It’s just data

RSS 2.funky

Randy Charles Martin: Funky elements are awarded funky points depending on how funky they are. A really funky element gets as many as 5 funky points, where a somewhat funky element gets only 1 funky point. Summing your funky element scores and you get your total funky score or TFS.

I'm still not sure what funky means in this context.  The best collection of sound bites I've seen on the subject are collected by Philippe Janvier.

Randy gives top funky score to dc:date.  Based on my reading of the subject, I would disagree.  Given the clues above, it would seem to me that it is pubDate that is funky.  After all, in exactly the version of the RSS 0.9x family of specifications which introduced the concept of namespaces that chose to not to respect prior art and to introduce pubDate.  One that is more complicated and harder to get right.  One that is harder to sort in reverse chronological order.  One that is less friendly to our brethren in other countries.
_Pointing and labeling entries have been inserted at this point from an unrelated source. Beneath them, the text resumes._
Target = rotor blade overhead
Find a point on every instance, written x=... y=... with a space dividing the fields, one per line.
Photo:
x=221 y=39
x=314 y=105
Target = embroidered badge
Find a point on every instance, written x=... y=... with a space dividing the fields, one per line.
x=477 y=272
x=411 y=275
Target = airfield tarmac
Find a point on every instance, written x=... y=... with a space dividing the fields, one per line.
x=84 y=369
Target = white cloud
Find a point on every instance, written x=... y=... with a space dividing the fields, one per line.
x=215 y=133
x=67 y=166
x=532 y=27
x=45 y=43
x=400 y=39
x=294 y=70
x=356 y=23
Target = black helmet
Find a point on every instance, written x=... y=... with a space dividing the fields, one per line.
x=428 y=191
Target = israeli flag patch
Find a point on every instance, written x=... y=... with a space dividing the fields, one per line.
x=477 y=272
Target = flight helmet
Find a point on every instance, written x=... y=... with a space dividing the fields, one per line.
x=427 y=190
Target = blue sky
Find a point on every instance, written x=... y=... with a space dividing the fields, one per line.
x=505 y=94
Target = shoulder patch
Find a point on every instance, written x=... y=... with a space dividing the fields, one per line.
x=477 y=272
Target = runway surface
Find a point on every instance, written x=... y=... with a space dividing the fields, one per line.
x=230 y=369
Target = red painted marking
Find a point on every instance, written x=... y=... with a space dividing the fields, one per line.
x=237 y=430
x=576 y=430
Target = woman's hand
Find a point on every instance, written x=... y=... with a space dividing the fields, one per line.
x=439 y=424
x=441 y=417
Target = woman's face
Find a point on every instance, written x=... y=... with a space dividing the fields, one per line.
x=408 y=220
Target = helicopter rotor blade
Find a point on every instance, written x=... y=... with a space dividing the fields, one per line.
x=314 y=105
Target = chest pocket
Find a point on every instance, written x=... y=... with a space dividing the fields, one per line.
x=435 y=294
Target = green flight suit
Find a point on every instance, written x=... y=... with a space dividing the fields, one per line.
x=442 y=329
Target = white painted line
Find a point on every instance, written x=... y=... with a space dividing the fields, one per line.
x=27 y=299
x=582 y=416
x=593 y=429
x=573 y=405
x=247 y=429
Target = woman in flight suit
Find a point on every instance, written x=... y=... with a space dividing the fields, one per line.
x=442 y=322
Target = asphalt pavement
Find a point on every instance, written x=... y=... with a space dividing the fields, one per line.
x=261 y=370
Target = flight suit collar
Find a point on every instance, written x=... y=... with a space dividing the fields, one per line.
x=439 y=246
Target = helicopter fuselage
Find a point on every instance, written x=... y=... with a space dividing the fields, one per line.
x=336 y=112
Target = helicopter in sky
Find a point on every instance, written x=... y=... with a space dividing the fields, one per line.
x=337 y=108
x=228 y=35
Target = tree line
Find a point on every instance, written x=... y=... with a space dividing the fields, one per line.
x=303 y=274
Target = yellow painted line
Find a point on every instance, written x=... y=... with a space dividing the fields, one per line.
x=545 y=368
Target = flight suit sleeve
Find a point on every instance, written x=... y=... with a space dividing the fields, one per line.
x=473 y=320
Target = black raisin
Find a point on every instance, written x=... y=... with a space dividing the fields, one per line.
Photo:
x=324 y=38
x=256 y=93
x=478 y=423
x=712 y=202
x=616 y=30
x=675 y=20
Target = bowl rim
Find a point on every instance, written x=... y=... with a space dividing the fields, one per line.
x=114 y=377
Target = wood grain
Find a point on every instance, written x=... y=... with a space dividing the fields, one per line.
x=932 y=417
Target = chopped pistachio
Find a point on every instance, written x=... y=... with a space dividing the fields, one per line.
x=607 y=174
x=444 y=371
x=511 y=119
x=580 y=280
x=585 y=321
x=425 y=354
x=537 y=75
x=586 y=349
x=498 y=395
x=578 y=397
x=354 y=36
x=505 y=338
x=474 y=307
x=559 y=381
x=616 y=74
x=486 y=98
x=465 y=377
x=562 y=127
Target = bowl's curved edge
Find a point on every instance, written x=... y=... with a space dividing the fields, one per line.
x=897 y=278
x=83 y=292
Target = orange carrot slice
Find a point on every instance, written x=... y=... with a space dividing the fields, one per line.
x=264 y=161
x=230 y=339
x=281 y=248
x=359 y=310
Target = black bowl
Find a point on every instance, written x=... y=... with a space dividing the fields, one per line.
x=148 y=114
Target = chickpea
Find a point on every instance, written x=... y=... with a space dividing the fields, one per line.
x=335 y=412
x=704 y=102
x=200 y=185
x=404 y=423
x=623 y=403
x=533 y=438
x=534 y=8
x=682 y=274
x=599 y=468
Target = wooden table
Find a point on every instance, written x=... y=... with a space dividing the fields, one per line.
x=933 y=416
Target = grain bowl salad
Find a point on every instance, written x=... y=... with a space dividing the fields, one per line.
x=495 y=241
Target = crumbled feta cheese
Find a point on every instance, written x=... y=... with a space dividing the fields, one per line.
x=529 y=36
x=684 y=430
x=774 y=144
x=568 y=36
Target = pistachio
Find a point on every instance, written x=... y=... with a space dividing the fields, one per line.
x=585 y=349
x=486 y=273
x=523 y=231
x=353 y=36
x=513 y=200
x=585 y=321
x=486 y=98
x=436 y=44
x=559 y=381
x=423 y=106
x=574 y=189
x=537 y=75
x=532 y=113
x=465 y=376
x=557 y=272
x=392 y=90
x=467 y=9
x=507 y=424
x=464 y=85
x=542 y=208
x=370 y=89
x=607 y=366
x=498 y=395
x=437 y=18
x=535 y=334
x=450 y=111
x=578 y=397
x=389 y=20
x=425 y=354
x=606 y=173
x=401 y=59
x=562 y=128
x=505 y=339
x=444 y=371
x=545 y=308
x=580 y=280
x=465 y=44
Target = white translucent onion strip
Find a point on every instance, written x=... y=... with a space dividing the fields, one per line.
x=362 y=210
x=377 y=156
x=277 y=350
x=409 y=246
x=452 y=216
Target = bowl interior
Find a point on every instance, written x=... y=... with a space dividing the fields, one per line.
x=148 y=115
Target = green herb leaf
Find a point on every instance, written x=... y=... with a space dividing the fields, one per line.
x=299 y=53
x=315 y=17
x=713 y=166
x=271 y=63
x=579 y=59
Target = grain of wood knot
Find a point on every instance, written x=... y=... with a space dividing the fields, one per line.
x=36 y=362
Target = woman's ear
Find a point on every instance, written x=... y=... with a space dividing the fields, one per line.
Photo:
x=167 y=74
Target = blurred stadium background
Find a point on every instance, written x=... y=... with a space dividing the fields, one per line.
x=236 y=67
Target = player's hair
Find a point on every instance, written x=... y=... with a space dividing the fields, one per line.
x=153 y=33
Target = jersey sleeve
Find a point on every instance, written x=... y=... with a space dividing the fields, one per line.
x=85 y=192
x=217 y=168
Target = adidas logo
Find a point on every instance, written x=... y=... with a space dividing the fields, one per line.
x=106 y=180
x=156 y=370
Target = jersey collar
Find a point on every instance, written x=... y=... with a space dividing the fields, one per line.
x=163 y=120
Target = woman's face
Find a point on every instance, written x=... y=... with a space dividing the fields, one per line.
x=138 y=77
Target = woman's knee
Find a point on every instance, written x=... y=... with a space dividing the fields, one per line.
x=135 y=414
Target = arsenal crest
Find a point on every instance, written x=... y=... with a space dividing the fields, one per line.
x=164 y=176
Boy, and I thought *I* had too much free time. :-)

The point (and the previous point that Tim made) is well-taken, though.  This entire issue is ridiculous, it's FUD, and it's a non-issue in the field (every news aggregator that cares about dates understands dc:date).

Posted by Mark at

Mark,

I haven't had a real job in 5 years. I'm paid to surf the Internet, blog and pick my nose.
http://www.kbcafe.com/iBLOGthere4iM/default.aspx?date=20030612#12144024

P.S. My apologies for giving dc:date top marks.

Posted by Randy S Frustrated at

As for the prior art issue, I've been doing some digging, and I am inclined to reverse my previous position (when I stated that pubDate did not respect prior art).

Dublin Core has been around for years, and it's a worldwide ISO standard now.  Many people chastise Dave Winer for not supporting it.  BUT...  RSS 2.0 simply builds on the precedent set by the RSS 0.9x line.  When Dave introduced item-level pubDate in RSS 2.0, he was respecting prior art: the prior art of the original RSS 0.9x line.  Consider:

Netscape's RSS 0.90 (March 1999) had no dates of any kind, but Netscape added a channel-level pubDate in RSS 0.91 (July 1999).  (They also added lastBuildDate.)  These date elements were in RFC-822 format, a format which has persisted (with the addition of 4-digit years) to the present day.

BUT... in 1999, why did Netscape add those elements, with that particular date format?  Netscape took them straight out of Dave's competing syndication format, called [scriptingNews].  (BTW, this is the basis of Dave's claim that he "co-authored" RSS.  Please, let's not go there today, OK?)

Now, [scriptingNews] format predates RSS by a wide margin.  Dave started developing it back in 1997, and it had pubDate in that date format.  But he didn't make up that date format.  He used the one that's always been used in email headers, as defined in RFC 822, which dates back to 1982.  (For Year 2000 compliance, 4-digit years were added in RFC 2822, in April 2001.  I am not making this up.)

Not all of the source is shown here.